‘But everyone speaks English anyway?’ is a common attitude in the UK nowadays, which isn’t surprising in a country that is notorious for struggling with learning new languages. However, with 70% of the world’s population unable to speak English, it seems that the UK could potentially miss out on important opportunities by not learning any foreign languages.
‘If you talk to a man in a language he understands, that goes to his head. If you talk to him in his own language that goes to his heart.’ – Nelson Mandela
Foreign Language Learning in the UK: The Facts and Figures
The estimated percentage of British people who can hold a conversation in a foreign language is 25%, compared to 38% of the EU population (non-British or Irish) who can do so in English. As far back as 1974, the UK and Ireland were behind in language learning, as all EU member states except those two had made learning a foreign language compulsory by then.
By 1998, the UK had followed suit with almost all pupils studying at least one foreign language at GCSE Level, but compulsory foreign language learning was scrapped under the Blair government. Following this, a language trends survey concluded that the number of GCSE students taking a language had fallen from 78% to 49% between 2001 and 2015.
Furthermore, a European Survey on European Languages concluded that only 9% of British teenagers had progressed beyond a basic level in a language that they were learning, comparing to 42% across other countries.
Foreign Language Learning in the UK: My Experience with the Process
Here in Wales, where I went to school, 48% fewer students are studying foreign language now, compared to 15 years ago. 61% of Welsh schools have fewer than five foreign language pupils at A-level and in 64% of Welsh schools’ modern foreign language departments have just one or two full-time teachers with one-third dependant on non-British EU nationals as staff.
The school I attended was a bilingual school, where Welsh was the medium of all my classes, except English lessons of course.
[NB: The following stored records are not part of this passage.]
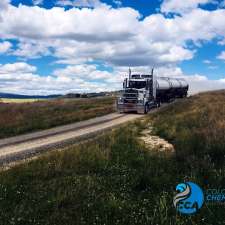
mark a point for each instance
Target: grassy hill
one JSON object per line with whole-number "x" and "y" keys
{"x": 115, "y": 179}
{"x": 32, "y": 116}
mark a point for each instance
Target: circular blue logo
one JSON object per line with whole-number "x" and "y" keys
{"x": 189, "y": 199}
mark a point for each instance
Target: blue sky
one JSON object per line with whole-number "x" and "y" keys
{"x": 61, "y": 46}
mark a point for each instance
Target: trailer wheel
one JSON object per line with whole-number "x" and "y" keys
{"x": 146, "y": 109}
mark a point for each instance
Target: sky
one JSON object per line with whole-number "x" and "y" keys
{"x": 64, "y": 46}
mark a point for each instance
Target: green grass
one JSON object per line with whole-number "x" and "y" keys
{"x": 17, "y": 100}
{"x": 114, "y": 179}
{"x": 27, "y": 117}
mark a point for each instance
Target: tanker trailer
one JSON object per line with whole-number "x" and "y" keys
{"x": 141, "y": 92}
{"x": 170, "y": 88}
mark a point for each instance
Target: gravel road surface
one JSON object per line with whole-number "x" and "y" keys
{"x": 24, "y": 146}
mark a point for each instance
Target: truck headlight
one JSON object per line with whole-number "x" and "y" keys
{"x": 120, "y": 100}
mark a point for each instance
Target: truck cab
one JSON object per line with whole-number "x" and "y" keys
{"x": 138, "y": 94}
Contrary to what some might say, I don’t believe this held me back in the slightest. I consider it an advantage, especially when trying my hand at other languages. It was one of the reasons I chose French as a part of my degree, a language that I studied for seven years at school.
After a further two years studying it at university, I felt as though I hadn’t made much progress. This all changed during my third year at University, which I spent in Toulouse on Erasmus. After these eight months, I now consider myself a French speaker. The experience taught me about the importance of immersion when learning a language. Most of my progress came whilst I was totally immersed in French. But how then, could the Erasmus students I met from Scandinavia and Germany, speak such good English, as well as blow me away with how much better their French was than mine?
In Wales, a third language is taught to students once they start secondary schools. Some schools in England start teaching foreign languages at around seven years of age, but consistency here is a grey area. What is consistent however is how EU nations have lowered the age that children start learning foreign languages, some lowering to as young as three. In Sweden, English is a core subject along with Maths and Swedish. Seeing as you have a sufficient number of core lessons a week, Swedish students tend to be much more immersed in English than British students are in foreign languages.
How Costly is the Lack of Foreign Language Proficiency to the UK and What Does it Mean for UK Businesses?
The disadvantages extend to more than the locals laughing behind our backs whenever we go on holiday and mutter ‘mercy bowcoop’ when the waiter brings our food at a Parisian restaurant.
It is estimated that the lack of foreign language skills costs the UK 3.5% of its yearly GDP, a whopping £48bn a year. The British Council drew up a report named ‘languages of the future’. The report concluded that of the 29 high-growth markets included in the report, the majority had low or very low level of English proficiency, meaning that deals with countries such as China and Brazil who are keen to trade internationally are being squandered due to language barriers, a trend that can’t afford to continue in post-Brexit Britain.
What Can be Done Today and in the Future to Tackle the Issue?
The government have already introduced the English Baccalaureate scheme in English schools, which measures the achievement of pupils that have GCSE qualifications in four subjects, plus a foreign language. The goal is to have 90% of students achieving this by 2025, but it’s estimated that the government need 3,500 more teachers if this is to be achievable.
Earlier introduction of foreign language learning has proved effective across Europe. Children are said to be like sponges, they take on information easier, making it the easiest stage to learning languages. Some argue that seven years of age is even too late since it misses a key period in a child’s learning process, and that language education should be introduced from five or even three.
A restructuring of the curriculum is also debated, and many would like to see a foreign language introduced as a core subject, although compromises may have to be made to achieve this. The bottom line is, that young people need more of a platform to learn foreign languages – not just one or two one-hour sessions per week.